The moment was an uncharacteristically emotional one for Perdue, who at town hall meetings in Newnan and in Dalton on Saturday issued a strong call for legislators to get behind his tobacco tax hike plan.
“The time for diplomacy is over,” Perdue said, borrowing a line from President Bush. “I want to know if folks are going to go with me or stay in the foxhole with the French.”
This is not argumentation, but smearing. To equate tobacco tax opponents with those who would coddle Saddam Hussein is beneath contempt, especially coming from a nominally Republican governor of a U.S. state. The governor’s outburst, however, does expose the fraudulent premise underlying his campaign. This proposed tax increase is less about raising revenue than it is punishing individuals the state-or the governor-finds offensive. Or at the very least, it’s about punishing behavior that’s unpopular. After all, there’s a reason politicians never propose a special tax on water or cookies.

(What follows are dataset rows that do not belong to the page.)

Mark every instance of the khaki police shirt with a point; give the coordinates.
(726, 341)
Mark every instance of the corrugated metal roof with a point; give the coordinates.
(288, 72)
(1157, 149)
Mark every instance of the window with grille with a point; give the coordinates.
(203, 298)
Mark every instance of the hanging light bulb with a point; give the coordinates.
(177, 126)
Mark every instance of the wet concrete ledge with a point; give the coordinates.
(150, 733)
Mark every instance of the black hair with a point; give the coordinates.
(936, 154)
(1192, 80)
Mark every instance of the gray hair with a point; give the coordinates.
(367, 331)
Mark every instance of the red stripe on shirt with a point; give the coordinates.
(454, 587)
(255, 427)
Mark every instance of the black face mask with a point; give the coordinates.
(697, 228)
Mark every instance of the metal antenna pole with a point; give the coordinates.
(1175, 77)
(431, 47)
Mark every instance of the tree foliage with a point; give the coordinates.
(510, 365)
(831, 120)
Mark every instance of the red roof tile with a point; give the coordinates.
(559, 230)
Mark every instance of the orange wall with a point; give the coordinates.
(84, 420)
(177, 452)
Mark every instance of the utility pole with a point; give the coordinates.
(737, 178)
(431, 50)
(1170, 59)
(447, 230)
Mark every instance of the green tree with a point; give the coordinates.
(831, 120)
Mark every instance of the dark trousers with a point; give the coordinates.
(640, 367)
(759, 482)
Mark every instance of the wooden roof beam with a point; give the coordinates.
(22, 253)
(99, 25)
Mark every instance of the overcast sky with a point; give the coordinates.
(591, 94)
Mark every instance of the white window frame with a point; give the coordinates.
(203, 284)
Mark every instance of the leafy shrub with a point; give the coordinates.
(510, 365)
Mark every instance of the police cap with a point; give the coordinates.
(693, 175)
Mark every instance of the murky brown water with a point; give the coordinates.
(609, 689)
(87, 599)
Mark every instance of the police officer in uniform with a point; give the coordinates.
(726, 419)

Keep in mind, the cuts Perdue seeks to avert are not for essential services–the courts, police, and so forth–but for social programs. For instance, $30 million was cut from a program to fund local governmental efforts to purchase land for parks and nature preserves. This is clearly a function that can be handled by privately financed interests, yet Perdue would rather punish a certain segment of taxpayers-smokers-in order to finance benefits for another segment of the population. Call it what you will, it’s a redistribution of wealth scheme by any name.
Government financing should be just that: government financing. Taxation is not a proper venue for government officials to engage in half-baked social engineering programs. One of the major impediments towards true tax reform in this country is the inability of almost all politicians–Democrats and Republicans alike–to divorce themselves from the use of tax policy to indulge their personal whims. Tobacco taxes are just the tip of this iceberg. There are other “vice” taxes on alcohol and gambling revenues; so-called tax “credits” that make individuals jump through hoops just to retain a greater portion of the money they already earned; and even double taxes on corporate profits, a policy that discourages capital formation and overall economic growth.
When you think about it, political calls for tax “reform” are meaningless, because most political tax proposals merely reshuffle the social engineering deck. In order to truly “reform” the system, the entire tax code-at the federal, state, and local levels-needs to be erased, and new methods of government financing must be developed from scratch. At the same time, social spending must be radically cut, and ideally, the government should be restored to its classic function of protecting individual rights. Just as we maintain the separation of church and state, America must return to a separation of economics and state-for instance, leaving the question of developing parks and nature conservancies to private interests.